John & Jen

An early work by composer Lippa, who’s since won acclaim for his 2000 version of The Wild Party, John & Jen tracks 40 years in the relationships of a sister and brother, and then the sister and her son. The premisemight very well yield a piece that illuminates social changes while exploring fundamental human connections. John & Jen is not that piece. It resembles nothing more than the product of some lunatic marketing director who has decided to stage a linked series of General Electric ads as a chromatically rich, almost Schoenbergian operetta. The show opts relentlessly for ponderous cliché over nuance: Young brother John’s heart is broken when he learns there is no Santa Claus; later, John and Jen just can’t get along, because he’s a gung-ho Navy man and she’s a Vietnam protestor in bandanna and patched bell-bottoms. When brother John reappears at the end of the second act, singing plaintively of his father’s abusive treatment, “It was my fault: I broke a glass,” it’s like the cherry atop an enormous kitsch sundae.

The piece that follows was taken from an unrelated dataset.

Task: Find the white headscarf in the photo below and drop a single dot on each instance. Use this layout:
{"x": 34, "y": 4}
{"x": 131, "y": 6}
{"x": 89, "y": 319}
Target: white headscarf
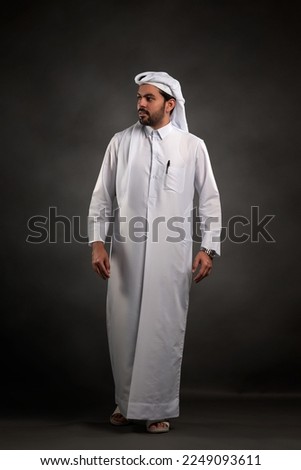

Apple Tree gamely stages this unpromising material with gusto. As Jen, Carter in particular brings a soulfulness that Lippa and Greenwald’s book sorely lacks; tacking lithely from a sweet melancholy to belting power, she succeeds in making us care about this caricature. Cunningham has to spend a lot of the show playing a child and does so with an eager energy, even if his voice occasionally strains. They deserve better.